The President of Mozambique's Supreme Court, Ozias Pondja, on 13 March 2012 said that the country needs to train more judges, since the 293 who currently exist are insufficient to meet the growing pressure on the courts.

Speaking at a National Conference on Access to Justice, organised by the Mozambican Human Rights League (LDH), Pondja said the efficiency of the courts was the major challenge to face in ensuring that justice was accessible to Mozambicans under acceptable conditions. Court rulings should not only be fair, but should be "taken in a reasonable time".

Pondja warned that access to justice and to the courts would be "a mirage if people don't have access to the laws. This is even more relevant when we consider that our legal system is based on the tradition of Roman law, resting on written laws and using technical, even archaic terms which are not always understandable even to citizens with a high level of formal education".

In order to exercise their constitutional right to access to justice, he said, people needed to know their rights and duties. Pondja said he believed that civil society organisations have a key role to play in raising public understanding of the laws.

Pondja noted that the courts do not yet cover the entire country. However, the government has made "visible efforts" in this area and now district courts are functioning in 120 of Mozambique's 128 districts.

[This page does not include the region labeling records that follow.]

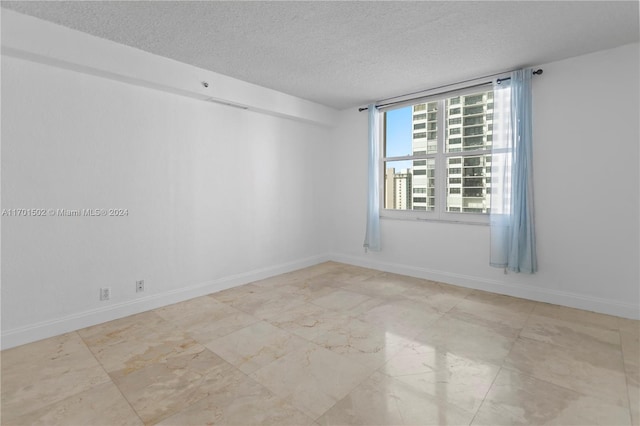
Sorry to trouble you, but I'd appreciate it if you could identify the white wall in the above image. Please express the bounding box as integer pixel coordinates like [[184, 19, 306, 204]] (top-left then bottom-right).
[[332, 44, 640, 318], [2, 55, 329, 348]]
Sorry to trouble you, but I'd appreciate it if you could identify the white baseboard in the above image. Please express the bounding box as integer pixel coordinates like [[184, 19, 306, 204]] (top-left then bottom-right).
[[329, 253, 640, 320], [0, 253, 640, 350], [0, 255, 329, 350]]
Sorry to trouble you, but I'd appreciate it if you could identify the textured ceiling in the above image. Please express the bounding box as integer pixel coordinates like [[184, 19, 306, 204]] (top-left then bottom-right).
[[2, 1, 639, 109]]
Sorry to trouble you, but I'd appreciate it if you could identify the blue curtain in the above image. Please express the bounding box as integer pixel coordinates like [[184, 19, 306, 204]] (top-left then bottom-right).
[[490, 69, 538, 274], [363, 104, 380, 251]]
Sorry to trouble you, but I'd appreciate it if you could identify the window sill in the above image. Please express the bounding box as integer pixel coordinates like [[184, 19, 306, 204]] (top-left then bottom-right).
[[380, 214, 489, 226]]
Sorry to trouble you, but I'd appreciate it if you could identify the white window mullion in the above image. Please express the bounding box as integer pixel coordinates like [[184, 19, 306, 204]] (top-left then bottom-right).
[[434, 99, 447, 218]]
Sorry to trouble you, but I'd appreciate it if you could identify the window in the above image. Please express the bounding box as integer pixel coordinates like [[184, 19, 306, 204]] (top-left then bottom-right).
[[381, 88, 493, 222]]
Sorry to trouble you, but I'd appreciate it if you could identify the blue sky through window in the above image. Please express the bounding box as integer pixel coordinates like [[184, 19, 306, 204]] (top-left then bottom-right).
[[385, 106, 413, 169]]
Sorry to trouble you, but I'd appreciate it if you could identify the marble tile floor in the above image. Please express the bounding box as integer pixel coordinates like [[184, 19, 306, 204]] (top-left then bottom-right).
[[0, 262, 640, 426]]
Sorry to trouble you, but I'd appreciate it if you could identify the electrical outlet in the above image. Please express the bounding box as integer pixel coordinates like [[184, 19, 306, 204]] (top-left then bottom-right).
[[100, 287, 111, 300]]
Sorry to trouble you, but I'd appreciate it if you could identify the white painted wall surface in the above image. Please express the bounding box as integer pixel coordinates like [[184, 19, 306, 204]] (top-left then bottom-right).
[[331, 44, 640, 318], [2, 56, 330, 347]]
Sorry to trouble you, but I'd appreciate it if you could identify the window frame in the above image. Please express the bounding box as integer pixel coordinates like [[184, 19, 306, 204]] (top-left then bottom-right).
[[378, 81, 494, 225]]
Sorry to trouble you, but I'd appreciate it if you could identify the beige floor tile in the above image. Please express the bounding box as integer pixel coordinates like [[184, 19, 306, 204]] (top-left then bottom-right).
[[447, 290, 536, 329], [267, 303, 351, 341], [620, 328, 640, 366], [208, 284, 273, 306], [312, 265, 380, 287], [311, 289, 370, 311], [402, 281, 471, 313], [520, 315, 621, 352], [533, 303, 619, 330], [3, 382, 143, 426], [1, 333, 109, 424], [343, 273, 417, 298], [207, 321, 306, 373], [251, 343, 372, 419], [409, 314, 517, 365], [186, 310, 260, 345], [504, 339, 628, 406], [214, 288, 305, 319], [311, 318, 411, 369], [159, 371, 313, 426], [318, 373, 473, 425], [110, 347, 233, 424], [627, 383, 640, 426], [78, 312, 202, 372], [473, 369, 630, 426], [380, 347, 500, 412], [277, 280, 339, 302], [154, 296, 238, 328], [1, 262, 640, 426], [358, 299, 442, 338], [618, 318, 640, 333]]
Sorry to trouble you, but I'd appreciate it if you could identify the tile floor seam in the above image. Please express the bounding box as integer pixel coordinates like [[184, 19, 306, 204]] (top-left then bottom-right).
[[469, 367, 504, 426], [501, 365, 629, 410], [618, 328, 633, 424], [3, 264, 638, 425]]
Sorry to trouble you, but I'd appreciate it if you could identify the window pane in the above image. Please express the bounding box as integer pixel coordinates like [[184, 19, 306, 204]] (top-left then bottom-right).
[[412, 102, 438, 155], [445, 91, 493, 152], [383, 106, 413, 157], [446, 154, 491, 214], [384, 158, 435, 211]]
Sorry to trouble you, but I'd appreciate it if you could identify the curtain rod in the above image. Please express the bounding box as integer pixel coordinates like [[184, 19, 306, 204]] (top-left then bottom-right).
[[358, 68, 543, 112]]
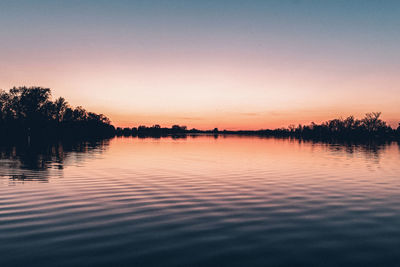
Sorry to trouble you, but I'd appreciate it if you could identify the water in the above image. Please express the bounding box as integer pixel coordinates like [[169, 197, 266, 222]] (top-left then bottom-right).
[[0, 136, 400, 266]]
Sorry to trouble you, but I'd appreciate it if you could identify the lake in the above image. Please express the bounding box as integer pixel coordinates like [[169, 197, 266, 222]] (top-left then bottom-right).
[[0, 136, 400, 267]]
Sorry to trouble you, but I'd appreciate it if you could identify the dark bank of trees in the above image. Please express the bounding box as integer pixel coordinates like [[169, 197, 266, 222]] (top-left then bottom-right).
[[222, 112, 400, 141], [0, 87, 400, 141], [0, 87, 115, 138], [116, 112, 400, 141], [115, 124, 190, 137]]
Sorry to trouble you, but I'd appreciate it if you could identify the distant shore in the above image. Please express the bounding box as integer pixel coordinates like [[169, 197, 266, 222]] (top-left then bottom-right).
[[0, 87, 400, 141]]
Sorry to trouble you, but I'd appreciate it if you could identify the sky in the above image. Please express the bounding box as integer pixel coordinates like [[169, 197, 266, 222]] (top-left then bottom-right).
[[0, 0, 400, 130]]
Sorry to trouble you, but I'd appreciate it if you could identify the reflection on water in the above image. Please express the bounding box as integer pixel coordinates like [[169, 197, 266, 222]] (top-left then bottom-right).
[[0, 139, 109, 181], [0, 136, 400, 266]]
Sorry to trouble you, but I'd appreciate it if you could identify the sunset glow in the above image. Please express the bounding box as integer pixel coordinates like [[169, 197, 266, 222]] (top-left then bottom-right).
[[0, 1, 400, 129]]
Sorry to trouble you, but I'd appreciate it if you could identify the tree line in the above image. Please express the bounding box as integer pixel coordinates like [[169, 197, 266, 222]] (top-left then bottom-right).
[[0, 86, 115, 138], [0, 87, 400, 140]]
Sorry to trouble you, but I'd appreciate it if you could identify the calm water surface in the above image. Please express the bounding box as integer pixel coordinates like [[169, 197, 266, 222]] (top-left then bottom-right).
[[0, 136, 400, 266]]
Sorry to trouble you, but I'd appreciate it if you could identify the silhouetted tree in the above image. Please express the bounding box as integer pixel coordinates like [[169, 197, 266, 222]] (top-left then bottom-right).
[[0, 86, 115, 140]]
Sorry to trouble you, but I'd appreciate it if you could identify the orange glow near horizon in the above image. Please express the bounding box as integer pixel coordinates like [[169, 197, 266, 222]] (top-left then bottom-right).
[[0, 1, 400, 130]]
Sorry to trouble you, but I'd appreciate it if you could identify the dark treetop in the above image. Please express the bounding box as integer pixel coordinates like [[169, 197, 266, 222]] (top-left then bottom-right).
[[0, 87, 400, 141], [0, 87, 115, 138]]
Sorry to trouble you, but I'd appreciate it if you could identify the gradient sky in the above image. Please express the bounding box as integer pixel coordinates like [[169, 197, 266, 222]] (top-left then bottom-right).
[[0, 0, 400, 129]]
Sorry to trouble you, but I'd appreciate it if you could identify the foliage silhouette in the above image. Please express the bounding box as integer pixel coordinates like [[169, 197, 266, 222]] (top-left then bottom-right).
[[0, 87, 115, 138]]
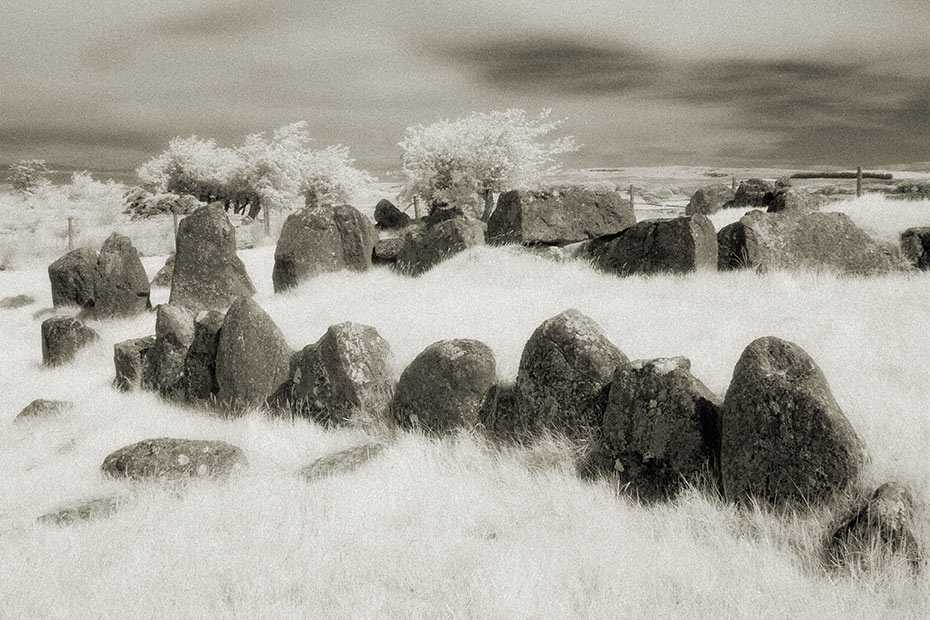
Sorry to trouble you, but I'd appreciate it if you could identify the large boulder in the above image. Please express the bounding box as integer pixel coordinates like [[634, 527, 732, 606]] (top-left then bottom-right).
[[169, 203, 255, 312], [272, 205, 378, 292], [685, 183, 736, 215], [584, 215, 717, 275], [390, 339, 497, 433], [512, 308, 629, 438], [100, 437, 248, 480], [393, 217, 486, 276], [720, 337, 866, 505], [717, 211, 893, 275], [94, 233, 152, 318], [595, 357, 720, 501], [272, 322, 394, 424], [42, 316, 99, 366], [48, 248, 97, 309], [216, 297, 292, 409], [488, 187, 636, 245]]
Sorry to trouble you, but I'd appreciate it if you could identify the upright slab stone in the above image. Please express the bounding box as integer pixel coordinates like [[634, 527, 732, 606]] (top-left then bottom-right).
[[512, 309, 629, 438], [272, 205, 378, 292], [488, 187, 636, 245], [216, 297, 292, 409], [169, 203, 255, 312], [720, 337, 866, 506], [94, 233, 152, 318]]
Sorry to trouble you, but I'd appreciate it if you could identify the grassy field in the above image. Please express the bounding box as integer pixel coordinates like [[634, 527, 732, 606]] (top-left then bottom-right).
[[0, 186, 930, 620]]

"The great challenge is to achieve total coverage of the districts", he said.

Pondja warned that justice does not come cheap. Judges, and other law officials need to be paid decently, court buildings must be maintained, and equipment must be purchased. He however said he did not believe that the state should pay for all the costs, providing a system that was entirely free for its users.

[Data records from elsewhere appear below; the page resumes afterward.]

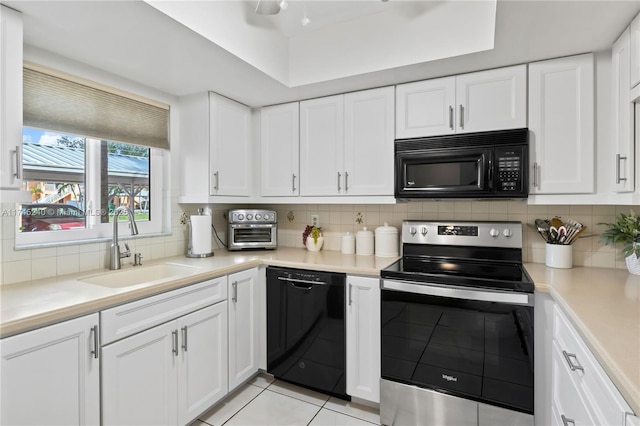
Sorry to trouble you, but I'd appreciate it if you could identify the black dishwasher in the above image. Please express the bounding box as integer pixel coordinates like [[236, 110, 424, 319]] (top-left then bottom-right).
[[267, 267, 351, 400]]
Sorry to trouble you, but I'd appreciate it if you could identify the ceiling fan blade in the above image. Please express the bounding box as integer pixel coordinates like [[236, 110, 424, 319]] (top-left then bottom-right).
[[256, 0, 280, 15]]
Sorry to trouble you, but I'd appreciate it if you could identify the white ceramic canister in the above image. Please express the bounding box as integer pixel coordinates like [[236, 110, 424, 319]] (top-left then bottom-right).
[[342, 232, 356, 254], [356, 226, 373, 255], [375, 222, 399, 257]]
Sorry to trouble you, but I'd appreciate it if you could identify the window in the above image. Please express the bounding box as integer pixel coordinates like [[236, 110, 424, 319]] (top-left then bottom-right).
[[16, 65, 169, 246]]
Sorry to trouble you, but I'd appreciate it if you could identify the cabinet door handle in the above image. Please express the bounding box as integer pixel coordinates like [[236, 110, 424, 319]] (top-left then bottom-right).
[[213, 172, 220, 191], [90, 325, 100, 359], [562, 351, 584, 373], [181, 325, 187, 352], [616, 154, 627, 183], [171, 330, 178, 356], [13, 145, 22, 179]]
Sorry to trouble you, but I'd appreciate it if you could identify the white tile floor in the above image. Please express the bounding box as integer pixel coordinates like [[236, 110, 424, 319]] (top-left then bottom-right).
[[191, 374, 380, 426]]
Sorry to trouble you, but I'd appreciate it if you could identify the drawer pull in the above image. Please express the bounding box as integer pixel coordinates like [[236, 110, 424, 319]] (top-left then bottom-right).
[[562, 351, 584, 373]]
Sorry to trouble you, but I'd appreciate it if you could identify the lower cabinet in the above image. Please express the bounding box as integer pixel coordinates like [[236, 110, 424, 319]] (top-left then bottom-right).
[[346, 276, 380, 403], [102, 301, 228, 425], [551, 306, 637, 426], [0, 314, 100, 425], [228, 268, 266, 391]]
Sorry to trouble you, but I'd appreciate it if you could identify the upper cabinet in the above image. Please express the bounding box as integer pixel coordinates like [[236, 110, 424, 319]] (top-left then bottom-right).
[[529, 54, 595, 194], [396, 65, 527, 139], [260, 102, 300, 197], [300, 87, 394, 200], [629, 14, 640, 87], [179, 93, 252, 203], [608, 27, 635, 192], [0, 6, 22, 190]]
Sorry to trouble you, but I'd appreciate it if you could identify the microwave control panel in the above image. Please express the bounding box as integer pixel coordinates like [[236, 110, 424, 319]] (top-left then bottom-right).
[[495, 147, 524, 192]]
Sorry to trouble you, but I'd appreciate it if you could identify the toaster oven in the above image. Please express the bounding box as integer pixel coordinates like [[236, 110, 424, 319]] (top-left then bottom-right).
[[227, 209, 278, 250]]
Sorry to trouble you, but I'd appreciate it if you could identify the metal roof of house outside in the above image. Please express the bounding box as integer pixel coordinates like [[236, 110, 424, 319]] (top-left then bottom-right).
[[22, 142, 149, 178]]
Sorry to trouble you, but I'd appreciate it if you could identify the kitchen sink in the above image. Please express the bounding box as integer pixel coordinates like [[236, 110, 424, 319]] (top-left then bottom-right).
[[78, 263, 201, 288]]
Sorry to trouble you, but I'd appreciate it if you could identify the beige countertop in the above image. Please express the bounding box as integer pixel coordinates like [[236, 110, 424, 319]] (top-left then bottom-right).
[[0, 247, 640, 414], [525, 263, 640, 415]]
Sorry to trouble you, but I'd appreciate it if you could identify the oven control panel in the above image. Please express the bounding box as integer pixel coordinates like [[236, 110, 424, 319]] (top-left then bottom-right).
[[402, 220, 522, 249]]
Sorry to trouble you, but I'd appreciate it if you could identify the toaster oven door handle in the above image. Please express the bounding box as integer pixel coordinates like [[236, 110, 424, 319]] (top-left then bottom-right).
[[382, 280, 533, 306]]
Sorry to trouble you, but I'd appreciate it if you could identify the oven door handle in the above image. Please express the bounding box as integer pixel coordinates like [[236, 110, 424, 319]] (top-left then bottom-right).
[[382, 280, 533, 306]]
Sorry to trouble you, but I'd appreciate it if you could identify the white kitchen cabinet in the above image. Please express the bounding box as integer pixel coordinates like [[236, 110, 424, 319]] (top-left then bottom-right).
[[228, 268, 262, 391], [179, 93, 253, 203], [529, 54, 595, 195], [260, 102, 300, 197], [629, 14, 640, 88], [300, 87, 394, 196], [344, 87, 394, 195], [396, 65, 527, 139], [608, 28, 635, 192], [102, 301, 228, 425], [551, 306, 634, 426], [0, 314, 100, 425], [0, 6, 22, 191], [300, 95, 344, 196], [346, 275, 380, 403]]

"Because the judiciary provides a public service, it makes sense for the state to pass on some of costs of this service to its beneficiaries", Ponja said. Furthermore, an entirely free system would "open the doors of the courts to irresponsible litigation", which would clog up the system and delay the trials of serious cases.

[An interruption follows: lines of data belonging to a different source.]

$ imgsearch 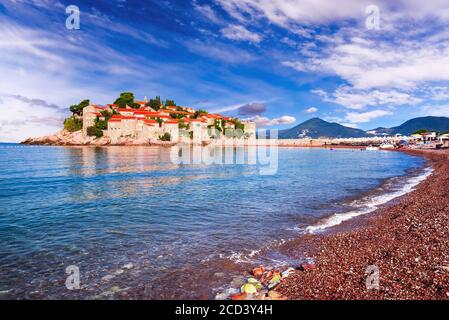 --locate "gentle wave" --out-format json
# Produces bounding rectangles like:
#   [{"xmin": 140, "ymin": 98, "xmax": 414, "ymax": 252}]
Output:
[{"xmin": 306, "ymin": 168, "xmax": 433, "ymax": 233}]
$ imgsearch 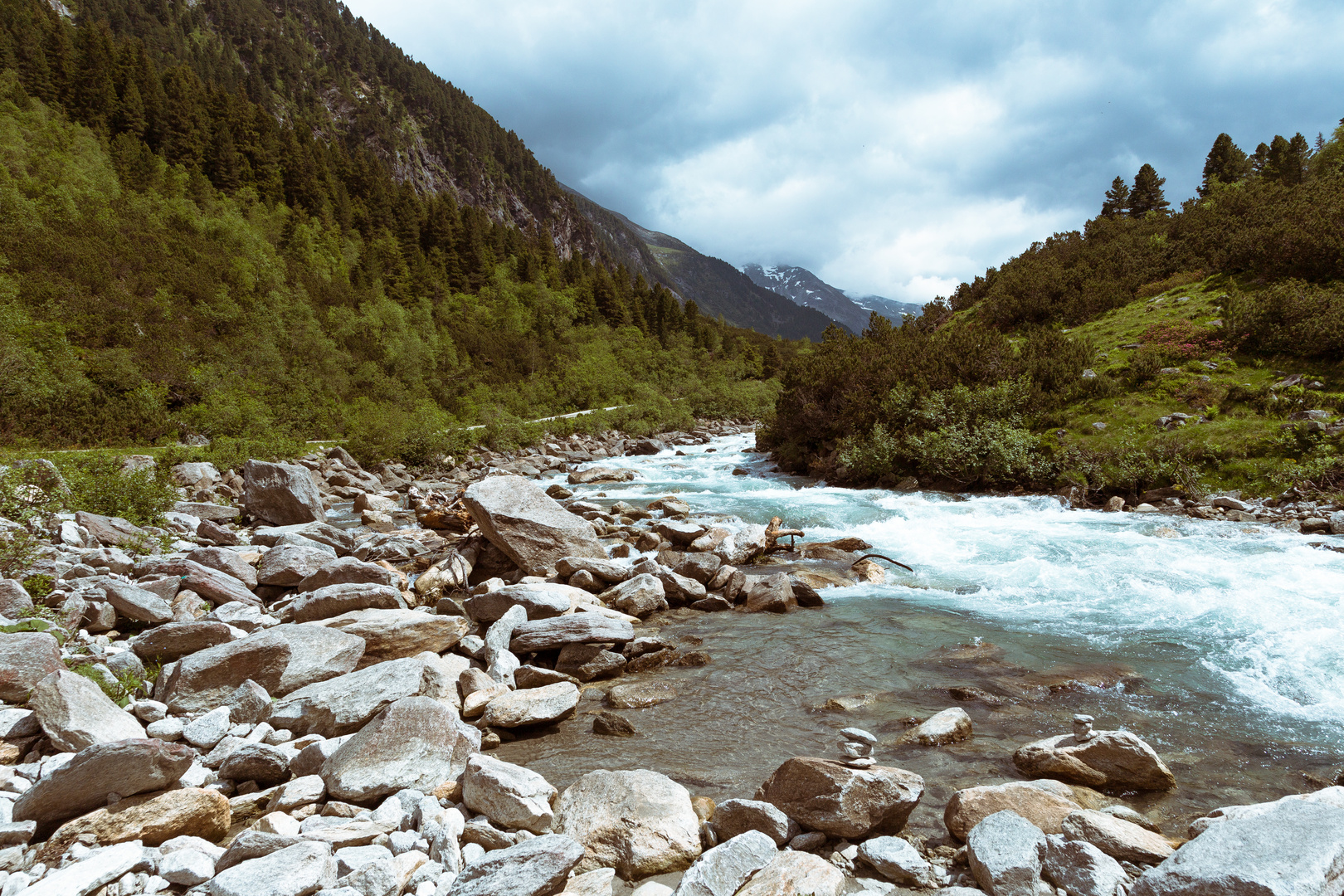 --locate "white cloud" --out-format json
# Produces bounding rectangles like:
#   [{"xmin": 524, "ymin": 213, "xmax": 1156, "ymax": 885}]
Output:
[{"xmin": 351, "ymin": 0, "xmax": 1344, "ymax": 299}]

"The challenge is thus to find a point of balance between payment for the public service provided by the judiciary and the need to guarantee access to the courts to all citizens on a footing of equality, regardless of the economic condition of each person", he said.

Pondja said he also wanted to see legal reform. Clearing up the ancient and often obsolete legal codes inherited from Portuguese colonial times was needed, in order to remove the methods that can currently be used to deny justice, or even to avoid compliance with court rulings.

"Reform should result in a legal framework that allows fluidity in dealing with cases, and discourages litigation that is irresponsible or in bad faith", he said.

Ponja concluded with a call on judges to understand the local customs of the place where they worked. Magistrates were faced with "the constant challenge to reconcile formal law and customary law". For a decision that is perfectly legal in terms of written law, might be regarded as "manifestly unjust" in the cultural environment where a district judge operates.

Ozias Pondja was appointed as President of the Supreme Court by President Armando Guebuza in April 2009.

Pondja has a distinguished career in the Mozambican judicial system. He was chief attorney in Zambezia province in the late 1970s, and was presiding judge in the provincial courts, first in Cabo Delgado and then in Zambezia. He was a member of the Supreme Court for a decade prior to being appointed President.